Comment déterminer l’ancienneté si l’un des deux parents est embauché après l’adoption ?
Réponse courte
L’ancienneté d’un salarié embauché après l’adoption débute à la date d’entrée en service effective auprès de l’employeur. Elle ne peut pas inclure la période antérieure à l’embauche, même si l’adoption a eu lieu avant cette date.
Les droits liés à l’ancienneté, comme le maintien de salaire pendant le congé d’adoption ou l’accès à certains congés supplémentaires, ne sont donc ouverts qu’à compter de l’acquisition de l’ancienneté requise, calculée à partir de la date d’embauche effective. Toute reconnaissance rétroactive de l’ancienneté est exclue, sauf exceptions légales spécifiques.
Définition
L’ancienneté correspond à la durée pendant laquelle un salarié est lié par un contrat de travail à un même employeur, sans interruption. Elle constitue un critère déterminant pour l’ouverture de certains droits, notamment en matière de congés d’adoption et d’avantages liés à la parentalité. Lorsqu’un salarié est embauché après la date de l’adoption, la question de la prise en compte de l’ancienneté pour l’accès aux droits spécifiques à l’adoption doit être appréciée selon les règles du Code du travail luxembourgeois.
Conditions d’exercice
Pour bénéficier des droits liés à l’adoption, le salarié doit remplir les conditions prévues par le Code du travail, notamment être lié par un contrat de travail en vigueur au moment de la demande. L’ancienneté requise pour l’ouverture de certains droits (tels que le maintien de salaire, la protection contre le licenciement ou l’octroi de congés supplémentaires) s’apprécie à la date de la demande du droit concerné. Si l’un des parents est embauché postérieurement à l’adoption, il ne peut faire valoir une ancienneté antérieure à son entrée en service auprès de l’employeur actuel.
Modalités pratiques
L’ancienneté du salarié débute à la date d’entrée en service effective auprès de l’employeur. Si l’embauche intervient après la date d’adoption, l’ancienneté commence à la date d’embauche, sans possibilité de prise en compte rétroactive de la période antérieure, même si l’adoption a eu lieu avant l’entrée en service.

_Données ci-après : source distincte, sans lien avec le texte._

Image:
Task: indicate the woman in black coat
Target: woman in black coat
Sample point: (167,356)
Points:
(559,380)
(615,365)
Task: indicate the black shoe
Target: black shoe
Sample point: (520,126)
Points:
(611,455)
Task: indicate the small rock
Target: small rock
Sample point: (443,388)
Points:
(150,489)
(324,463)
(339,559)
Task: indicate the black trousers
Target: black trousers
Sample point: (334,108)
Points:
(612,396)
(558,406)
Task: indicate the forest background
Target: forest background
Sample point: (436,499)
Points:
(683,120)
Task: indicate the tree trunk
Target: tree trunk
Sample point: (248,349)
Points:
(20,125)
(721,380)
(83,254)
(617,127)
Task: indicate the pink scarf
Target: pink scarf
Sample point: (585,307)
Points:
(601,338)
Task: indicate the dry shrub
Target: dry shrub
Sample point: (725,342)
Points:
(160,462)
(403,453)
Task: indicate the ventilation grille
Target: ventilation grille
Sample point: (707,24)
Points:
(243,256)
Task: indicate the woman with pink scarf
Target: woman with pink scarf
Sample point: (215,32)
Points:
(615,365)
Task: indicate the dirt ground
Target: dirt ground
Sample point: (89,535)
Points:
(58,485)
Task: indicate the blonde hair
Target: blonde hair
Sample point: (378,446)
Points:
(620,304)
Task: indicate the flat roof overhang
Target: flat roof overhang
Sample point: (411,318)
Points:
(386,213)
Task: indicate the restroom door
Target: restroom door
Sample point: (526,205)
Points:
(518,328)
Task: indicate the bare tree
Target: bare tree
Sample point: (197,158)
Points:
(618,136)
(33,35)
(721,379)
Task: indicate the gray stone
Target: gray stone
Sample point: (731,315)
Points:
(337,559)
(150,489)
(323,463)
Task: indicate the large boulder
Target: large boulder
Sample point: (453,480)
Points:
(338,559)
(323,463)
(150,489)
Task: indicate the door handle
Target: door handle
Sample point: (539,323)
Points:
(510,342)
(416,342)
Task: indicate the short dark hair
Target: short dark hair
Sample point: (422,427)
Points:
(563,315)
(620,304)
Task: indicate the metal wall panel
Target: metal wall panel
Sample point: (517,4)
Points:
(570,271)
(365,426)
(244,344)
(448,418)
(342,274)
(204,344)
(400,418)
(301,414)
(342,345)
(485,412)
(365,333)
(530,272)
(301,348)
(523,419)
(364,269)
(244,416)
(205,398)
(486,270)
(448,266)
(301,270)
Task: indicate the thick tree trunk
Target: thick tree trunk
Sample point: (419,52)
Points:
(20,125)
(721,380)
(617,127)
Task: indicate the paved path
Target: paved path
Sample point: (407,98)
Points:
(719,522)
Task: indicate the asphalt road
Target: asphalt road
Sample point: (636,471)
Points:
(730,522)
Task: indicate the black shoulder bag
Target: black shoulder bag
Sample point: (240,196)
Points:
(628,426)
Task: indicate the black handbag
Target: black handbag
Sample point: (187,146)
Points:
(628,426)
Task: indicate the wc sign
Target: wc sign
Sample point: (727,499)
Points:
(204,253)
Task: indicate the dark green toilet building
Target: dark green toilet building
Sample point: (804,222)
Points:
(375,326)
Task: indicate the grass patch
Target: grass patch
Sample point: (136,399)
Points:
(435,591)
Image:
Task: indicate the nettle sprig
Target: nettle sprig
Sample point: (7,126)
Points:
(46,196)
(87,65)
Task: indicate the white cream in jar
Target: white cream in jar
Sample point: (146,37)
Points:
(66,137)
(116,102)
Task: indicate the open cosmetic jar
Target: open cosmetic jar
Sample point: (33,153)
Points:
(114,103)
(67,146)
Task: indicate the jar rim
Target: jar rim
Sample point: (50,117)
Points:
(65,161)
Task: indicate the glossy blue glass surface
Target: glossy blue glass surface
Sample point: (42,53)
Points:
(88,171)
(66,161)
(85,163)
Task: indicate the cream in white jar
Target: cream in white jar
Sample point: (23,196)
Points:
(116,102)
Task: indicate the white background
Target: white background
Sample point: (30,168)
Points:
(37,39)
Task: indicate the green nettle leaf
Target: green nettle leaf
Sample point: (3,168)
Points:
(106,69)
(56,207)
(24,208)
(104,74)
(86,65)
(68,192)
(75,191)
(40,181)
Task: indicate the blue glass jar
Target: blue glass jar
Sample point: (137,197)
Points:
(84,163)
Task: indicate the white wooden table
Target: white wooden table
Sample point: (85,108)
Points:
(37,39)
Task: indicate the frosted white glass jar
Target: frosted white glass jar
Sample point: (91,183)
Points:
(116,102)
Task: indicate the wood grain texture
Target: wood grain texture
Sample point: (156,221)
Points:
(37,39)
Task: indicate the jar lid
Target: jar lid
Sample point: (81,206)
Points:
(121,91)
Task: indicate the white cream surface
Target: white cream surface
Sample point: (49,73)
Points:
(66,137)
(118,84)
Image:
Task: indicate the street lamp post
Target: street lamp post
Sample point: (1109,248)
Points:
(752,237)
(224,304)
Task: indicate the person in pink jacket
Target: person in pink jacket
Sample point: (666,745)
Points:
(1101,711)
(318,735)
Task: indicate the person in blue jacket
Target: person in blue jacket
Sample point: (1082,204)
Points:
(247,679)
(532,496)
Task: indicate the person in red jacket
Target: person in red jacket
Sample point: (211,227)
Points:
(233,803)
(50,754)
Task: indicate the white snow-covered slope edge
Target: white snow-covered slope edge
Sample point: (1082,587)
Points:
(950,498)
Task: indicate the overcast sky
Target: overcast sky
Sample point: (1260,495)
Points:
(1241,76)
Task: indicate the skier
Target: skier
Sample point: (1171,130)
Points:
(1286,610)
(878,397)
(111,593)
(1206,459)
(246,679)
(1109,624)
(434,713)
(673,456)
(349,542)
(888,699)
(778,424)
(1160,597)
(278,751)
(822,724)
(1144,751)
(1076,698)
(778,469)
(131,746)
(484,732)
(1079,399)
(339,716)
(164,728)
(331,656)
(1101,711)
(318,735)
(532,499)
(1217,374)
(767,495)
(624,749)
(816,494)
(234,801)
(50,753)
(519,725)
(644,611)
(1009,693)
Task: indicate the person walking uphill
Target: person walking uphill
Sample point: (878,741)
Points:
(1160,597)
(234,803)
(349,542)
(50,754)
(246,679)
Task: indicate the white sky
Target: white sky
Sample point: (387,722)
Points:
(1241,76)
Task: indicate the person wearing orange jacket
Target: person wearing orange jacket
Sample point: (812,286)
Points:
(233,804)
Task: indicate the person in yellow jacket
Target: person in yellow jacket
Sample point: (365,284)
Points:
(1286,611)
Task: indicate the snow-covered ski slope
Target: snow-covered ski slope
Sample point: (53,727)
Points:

Les droits liés à l’ancienneté, tels que le maintien de salaire pendant le congé d’adoption ou l’accès à certains congés supplémentaires, ne sont ouverts qu’à compter de l’acquisition de l’ancienneté requise, calculée à partir de la date d’embauche effective.
Pratiques et recommandations
Il est recommandé de vérifier systématiquement la date d’embauche du salarié par rapport à la date de l’adoption pour déterminer l’ouverture des droits liés à l’ancienneté. L’employeur doit s’assurer que toute demande de congé d’adoption ou de droits accessoires est examinée à l’aune de l’ancienneté acquise dans l’entreprise. Il est conseillé d’informer le salarié, lors de l’embauche, des conséquences de la date d’entrée en service sur l’accès aux droits liés à l’adoption. En cas de doute, il convient de demander une attestation de la date d’adoption et de la date d’embauche afin de garantir la conformité du traitement du dossier.
Cadre juridique
- Articles L.234-46 à L.234-49 du Code du travail : régissent le congé d’adoption et les conditions d’ouverture des droits y afférents.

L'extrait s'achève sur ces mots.